Technologists are good at seeing and building technology, but aren’t so good at seeing the business things. We’d rather invent entirely new specifications and approaches to things rather than having to actually sit down with other human beings and learn about how business works. After 165 Breaking Changes Episodes and 100+ enterprise conversations at Postman, and spending a year in the trenches at Bloomberg, I can confidently say that the single greatest reason API operations is in the sprawling state of chaos it is today is due to the lack of business alignment with how APIs are done. Yet, we keep thinking that if we just throw some more technology at the problem, eventually we are going to fix it.
I knew when I saw TypeSpec emerge that it would never receive widespread adoption or alleviate any pain, because it spoke to none of the business needs we are facing. When I saw Frank working diligently on the Arazzo spec, and Lorna push the Overlays spec over the finish line, I knew that these specs would see adoption and have an impact because they spoke to defining more of the business reasons we need APIs. When I saw MCP and A2A emerge, I once again see more technological solutionism without any awareness or consideration for the business details of APIs. MCP, A2A, and TypeSpec are technical specs created by technical people to satisfy their technical desires. These specs lead us to more API sprawl, which is good business for vendors, but not good business for your average enterprise.

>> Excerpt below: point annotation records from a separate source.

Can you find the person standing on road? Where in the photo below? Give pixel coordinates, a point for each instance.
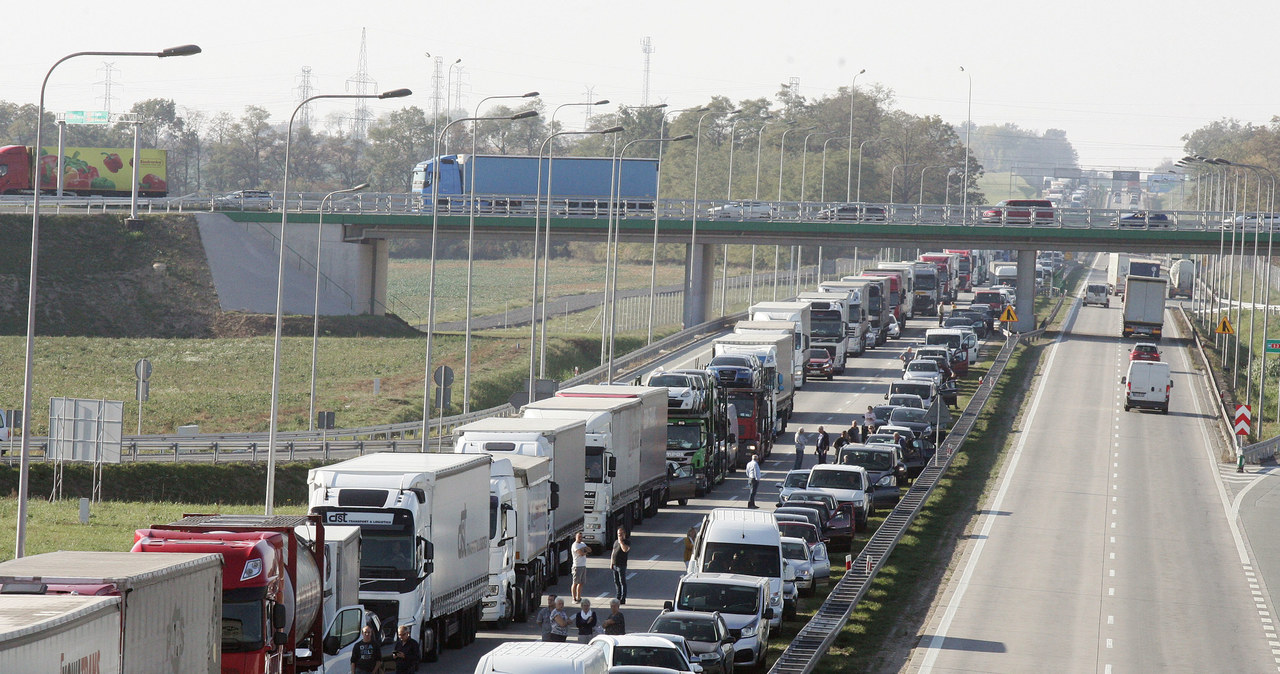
(544, 617)
(579, 553)
(407, 652)
(618, 563)
(799, 450)
(753, 476)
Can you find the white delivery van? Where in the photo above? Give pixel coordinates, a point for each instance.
(544, 658)
(748, 542)
(1096, 293)
(1147, 385)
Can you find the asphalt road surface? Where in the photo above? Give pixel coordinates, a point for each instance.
(1106, 544)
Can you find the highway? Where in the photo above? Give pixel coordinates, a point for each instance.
(1106, 544)
(657, 554)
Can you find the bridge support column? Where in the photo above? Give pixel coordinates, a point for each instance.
(1025, 305)
(699, 283)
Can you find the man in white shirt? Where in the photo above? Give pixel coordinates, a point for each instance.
(753, 476)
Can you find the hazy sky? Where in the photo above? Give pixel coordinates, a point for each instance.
(1125, 79)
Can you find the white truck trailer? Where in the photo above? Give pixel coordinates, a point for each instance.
(424, 522)
(145, 614)
(535, 501)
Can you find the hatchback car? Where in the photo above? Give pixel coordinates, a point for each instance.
(705, 633)
(1144, 351)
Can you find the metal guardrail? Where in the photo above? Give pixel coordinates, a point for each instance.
(816, 637)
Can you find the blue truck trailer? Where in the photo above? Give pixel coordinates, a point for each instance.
(512, 182)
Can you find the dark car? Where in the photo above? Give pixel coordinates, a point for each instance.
(819, 363)
(1019, 212)
(885, 468)
(705, 634)
(1144, 351)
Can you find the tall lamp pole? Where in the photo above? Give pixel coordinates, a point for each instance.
(315, 310)
(279, 285)
(471, 239)
(24, 461)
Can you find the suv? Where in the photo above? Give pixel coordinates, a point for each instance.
(740, 600)
(1019, 212)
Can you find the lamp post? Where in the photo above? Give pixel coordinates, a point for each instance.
(547, 233)
(859, 200)
(471, 239)
(279, 284)
(24, 461)
(613, 305)
(315, 311)
(968, 129)
(822, 193)
(849, 177)
(538, 200)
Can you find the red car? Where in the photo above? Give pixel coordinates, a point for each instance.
(1019, 212)
(819, 363)
(1144, 351)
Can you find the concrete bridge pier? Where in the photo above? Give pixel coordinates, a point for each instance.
(1025, 303)
(699, 283)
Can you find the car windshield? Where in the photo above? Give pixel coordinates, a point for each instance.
(869, 459)
(741, 558)
(718, 597)
(908, 415)
(836, 480)
(690, 628)
(656, 656)
(791, 550)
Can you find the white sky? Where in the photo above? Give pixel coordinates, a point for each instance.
(1125, 79)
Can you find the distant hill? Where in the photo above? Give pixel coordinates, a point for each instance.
(99, 279)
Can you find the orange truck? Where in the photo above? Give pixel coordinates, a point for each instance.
(86, 172)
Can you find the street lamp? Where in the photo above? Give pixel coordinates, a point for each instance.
(968, 129)
(849, 177)
(279, 284)
(616, 193)
(547, 234)
(315, 311)
(184, 50)
(538, 200)
(471, 238)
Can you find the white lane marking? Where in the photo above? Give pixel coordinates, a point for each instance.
(935, 646)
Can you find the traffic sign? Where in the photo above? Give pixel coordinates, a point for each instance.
(1242, 420)
(87, 117)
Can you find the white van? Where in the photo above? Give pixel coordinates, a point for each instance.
(748, 542)
(544, 658)
(1096, 293)
(1147, 385)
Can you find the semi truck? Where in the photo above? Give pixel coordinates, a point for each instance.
(424, 522)
(1182, 278)
(535, 505)
(112, 613)
(273, 564)
(1144, 307)
(100, 172)
(576, 184)
(876, 303)
(626, 453)
(1118, 269)
(800, 315)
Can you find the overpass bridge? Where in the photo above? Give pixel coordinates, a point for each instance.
(375, 220)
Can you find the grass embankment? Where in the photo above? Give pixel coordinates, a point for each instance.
(883, 626)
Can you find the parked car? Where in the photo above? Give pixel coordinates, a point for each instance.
(1019, 212)
(819, 363)
(705, 633)
(1144, 351)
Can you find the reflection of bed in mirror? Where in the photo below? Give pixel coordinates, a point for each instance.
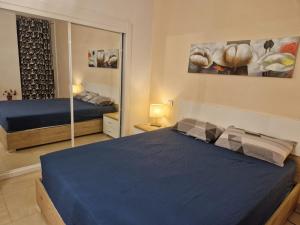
(27, 123)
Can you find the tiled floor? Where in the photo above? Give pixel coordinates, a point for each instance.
(17, 201)
(18, 205)
(30, 156)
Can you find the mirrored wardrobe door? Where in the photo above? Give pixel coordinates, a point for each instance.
(96, 66)
(34, 89)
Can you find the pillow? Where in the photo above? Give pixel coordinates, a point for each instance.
(256, 145)
(204, 131)
(100, 100)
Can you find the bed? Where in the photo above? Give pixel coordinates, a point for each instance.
(26, 123)
(161, 177)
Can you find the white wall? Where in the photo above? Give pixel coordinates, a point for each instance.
(116, 13)
(9, 59)
(104, 81)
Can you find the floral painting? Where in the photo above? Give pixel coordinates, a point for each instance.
(261, 58)
(103, 58)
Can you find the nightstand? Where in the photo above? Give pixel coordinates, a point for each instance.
(111, 124)
(144, 127)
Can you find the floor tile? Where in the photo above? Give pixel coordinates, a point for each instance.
(21, 203)
(19, 183)
(295, 218)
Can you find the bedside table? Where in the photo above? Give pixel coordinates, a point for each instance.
(111, 125)
(145, 127)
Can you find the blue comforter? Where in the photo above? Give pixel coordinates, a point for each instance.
(163, 178)
(29, 114)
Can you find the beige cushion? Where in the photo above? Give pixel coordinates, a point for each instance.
(260, 146)
(85, 95)
(100, 100)
(201, 130)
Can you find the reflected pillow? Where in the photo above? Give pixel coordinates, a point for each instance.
(204, 131)
(260, 146)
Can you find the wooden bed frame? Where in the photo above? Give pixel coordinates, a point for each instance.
(279, 217)
(45, 135)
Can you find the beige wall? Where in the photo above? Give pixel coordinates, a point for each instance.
(9, 60)
(101, 80)
(138, 14)
(178, 24)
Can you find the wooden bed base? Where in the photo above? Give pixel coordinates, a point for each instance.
(34, 137)
(52, 216)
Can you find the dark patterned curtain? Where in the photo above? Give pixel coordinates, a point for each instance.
(37, 76)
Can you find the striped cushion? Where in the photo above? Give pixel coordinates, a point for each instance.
(202, 130)
(256, 145)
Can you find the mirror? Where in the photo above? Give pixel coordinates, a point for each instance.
(96, 66)
(34, 89)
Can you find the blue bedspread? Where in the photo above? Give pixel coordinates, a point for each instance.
(28, 114)
(163, 178)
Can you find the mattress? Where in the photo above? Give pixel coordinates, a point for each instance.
(29, 114)
(163, 178)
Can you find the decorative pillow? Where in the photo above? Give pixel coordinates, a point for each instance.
(256, 145)
(81, 95)
(202, 130)
(100, 100)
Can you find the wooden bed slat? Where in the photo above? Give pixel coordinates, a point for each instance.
(48, 210)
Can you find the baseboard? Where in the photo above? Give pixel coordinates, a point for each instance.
(20, 171)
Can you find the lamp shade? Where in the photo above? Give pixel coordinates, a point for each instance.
(156, 110)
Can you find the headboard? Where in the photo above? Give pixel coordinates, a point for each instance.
(277, 126)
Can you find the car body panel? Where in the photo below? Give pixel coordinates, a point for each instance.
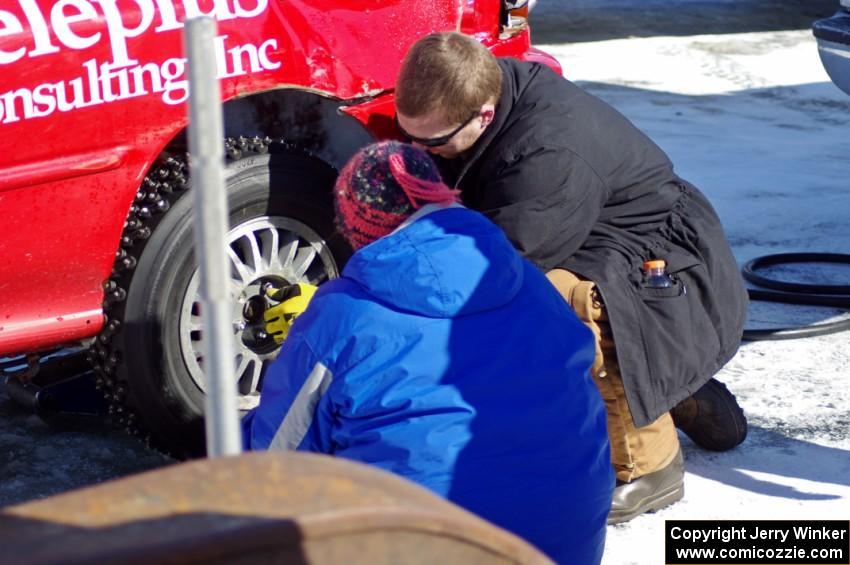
(833, 36)
(92, 91)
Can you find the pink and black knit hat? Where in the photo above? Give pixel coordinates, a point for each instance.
(381, 186)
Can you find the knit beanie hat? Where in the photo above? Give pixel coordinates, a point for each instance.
(381, 186)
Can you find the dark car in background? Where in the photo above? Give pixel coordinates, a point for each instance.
(833, 35)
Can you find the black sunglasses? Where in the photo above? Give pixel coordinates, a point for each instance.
(435, 141)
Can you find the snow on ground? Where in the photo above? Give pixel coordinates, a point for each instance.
(752, 120)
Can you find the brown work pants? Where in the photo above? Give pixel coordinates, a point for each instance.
(634, 451)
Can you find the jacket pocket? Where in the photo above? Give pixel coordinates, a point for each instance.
(680, 342)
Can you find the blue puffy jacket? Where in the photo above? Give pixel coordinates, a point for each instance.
(444, 357)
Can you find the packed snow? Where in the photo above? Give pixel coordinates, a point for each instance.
(753, 120)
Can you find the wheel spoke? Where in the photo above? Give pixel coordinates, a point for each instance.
(302, 261)
(261, 250)
(239, 268)
(287, 254)
(269, 239)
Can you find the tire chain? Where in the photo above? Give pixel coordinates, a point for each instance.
(164, 184)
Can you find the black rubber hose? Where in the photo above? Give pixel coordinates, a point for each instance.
(835, 296)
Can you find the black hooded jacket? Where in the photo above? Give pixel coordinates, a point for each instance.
(576, 186)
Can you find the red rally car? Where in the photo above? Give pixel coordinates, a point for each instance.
(95, 225)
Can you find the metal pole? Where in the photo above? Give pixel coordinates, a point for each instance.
(206, 150)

To tackle API sprawl across applications, and deliver efficiency, productivity, and revenue for enterprises across desktop, web, mobile, infrastructure, and yes, even AI applications, you will need business alignment. We need the workflow discussions that Arazzo provides, the cross-team coordination on experience that OpenAPI Overlays provides, and we need the business alignment that APIOps Cycles provides. AI has many uses, it isn’t going to align the business and engineering canyon that grown alongside your API sprawl and chaos—it is just going to widen it. Making digital resources and capabilities available and useful in any applications means it has to be available technically, but it also has to meet the needs of businesses producing the resources and capabilities, but also the businesses who are consuming them. MCP and A2A do not drive this important work, and will further exasturbate the sprawl and chaos.